Disambiguating electrical activity in early visual cortex by combining multifocal evoked potentials and functional magnetic resonance imaging .
Ales, Justin Michael.

Disambiguating electrical activity in early visual cortex by combining multifocal evoked potentials and functional magnetic resonance imaging . - 92 p.

Adviser: Stanley A. Klein.

Thesis (Ph.D.)--University of California, Berkeley, 2007.

The low spatial resolution provided by EEG has made it impossible to accurately separate activity from different early visual areas. However, fMRI has been able to provide the high spatial resolution required to separate early visual areas. Through a combination of EEG with fMRI it is possible to take advantage of the strengths of both techniques. By using multifocal Visual Evoked Potentials (mfVEPs) one can extract retinotopically specific information from EEG data.

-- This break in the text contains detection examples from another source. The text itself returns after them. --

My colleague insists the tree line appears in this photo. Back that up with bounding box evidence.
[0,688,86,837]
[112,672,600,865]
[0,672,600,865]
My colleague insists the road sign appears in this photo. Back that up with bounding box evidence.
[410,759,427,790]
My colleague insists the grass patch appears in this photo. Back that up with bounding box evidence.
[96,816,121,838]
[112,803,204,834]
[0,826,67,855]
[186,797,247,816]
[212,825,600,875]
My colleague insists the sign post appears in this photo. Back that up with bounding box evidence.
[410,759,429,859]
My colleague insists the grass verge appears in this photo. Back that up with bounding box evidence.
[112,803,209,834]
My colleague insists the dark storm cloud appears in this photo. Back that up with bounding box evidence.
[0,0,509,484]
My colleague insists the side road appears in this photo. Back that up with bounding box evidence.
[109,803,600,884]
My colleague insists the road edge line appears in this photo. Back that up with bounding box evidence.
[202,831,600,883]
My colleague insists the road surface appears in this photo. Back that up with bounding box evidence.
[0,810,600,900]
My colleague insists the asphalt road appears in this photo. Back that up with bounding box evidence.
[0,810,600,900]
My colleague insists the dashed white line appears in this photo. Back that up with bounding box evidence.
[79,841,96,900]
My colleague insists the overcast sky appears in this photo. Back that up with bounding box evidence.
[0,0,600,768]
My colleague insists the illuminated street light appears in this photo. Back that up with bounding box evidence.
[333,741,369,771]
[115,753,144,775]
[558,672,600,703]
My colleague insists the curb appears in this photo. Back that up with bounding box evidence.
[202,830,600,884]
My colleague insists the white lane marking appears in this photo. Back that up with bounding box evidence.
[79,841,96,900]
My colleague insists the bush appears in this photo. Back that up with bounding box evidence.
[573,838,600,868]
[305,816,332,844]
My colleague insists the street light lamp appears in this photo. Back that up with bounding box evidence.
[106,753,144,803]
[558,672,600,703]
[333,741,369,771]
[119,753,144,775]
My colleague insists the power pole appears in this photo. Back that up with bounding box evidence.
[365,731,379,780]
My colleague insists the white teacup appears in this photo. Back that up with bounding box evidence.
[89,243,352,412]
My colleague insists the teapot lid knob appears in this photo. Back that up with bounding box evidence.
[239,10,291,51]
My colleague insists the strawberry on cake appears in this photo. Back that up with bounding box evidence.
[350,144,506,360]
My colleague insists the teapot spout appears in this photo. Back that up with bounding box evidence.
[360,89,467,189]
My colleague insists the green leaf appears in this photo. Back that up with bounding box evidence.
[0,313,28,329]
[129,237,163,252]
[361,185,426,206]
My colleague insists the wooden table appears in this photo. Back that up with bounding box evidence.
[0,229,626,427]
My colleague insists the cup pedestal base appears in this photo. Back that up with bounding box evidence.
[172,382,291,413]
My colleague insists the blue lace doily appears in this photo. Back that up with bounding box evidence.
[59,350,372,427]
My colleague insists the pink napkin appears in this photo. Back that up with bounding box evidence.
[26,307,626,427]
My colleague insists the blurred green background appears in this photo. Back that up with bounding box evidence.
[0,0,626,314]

In addition, standard fMRI expanding wedge and rotating ring retinotopic mappings provide detailed retinotopic maps for each individual subject. The mfVEP stimulus activates many independent sources in the visual cortex that span a large portion of the visual field. The many different independent sources allow the transformation of the nonlinear source localization problem into a linear regression. In order to accomplish this, the EEG sources were constrained to be within a few millimeters of the locations specified by the fMRI retinotopy, as well as with the orientation specified by the surface normal estimated from the MRI. Because of the constraints the problem changes from estimating the location, orientation and temporal modulation parameters of an EEG source, into just an estimation of the temporal modulation from each area. And by having a high density multifocal VEP stimulus there is a robust way to use a linear regression to extract the responses from different retinopically organized cortical areas This method disambiguates the contribution from V1 and V2 to the VEP, and demonstrates that EEG in combination with fMRI can be used to extract fast temporal information from early visual areas.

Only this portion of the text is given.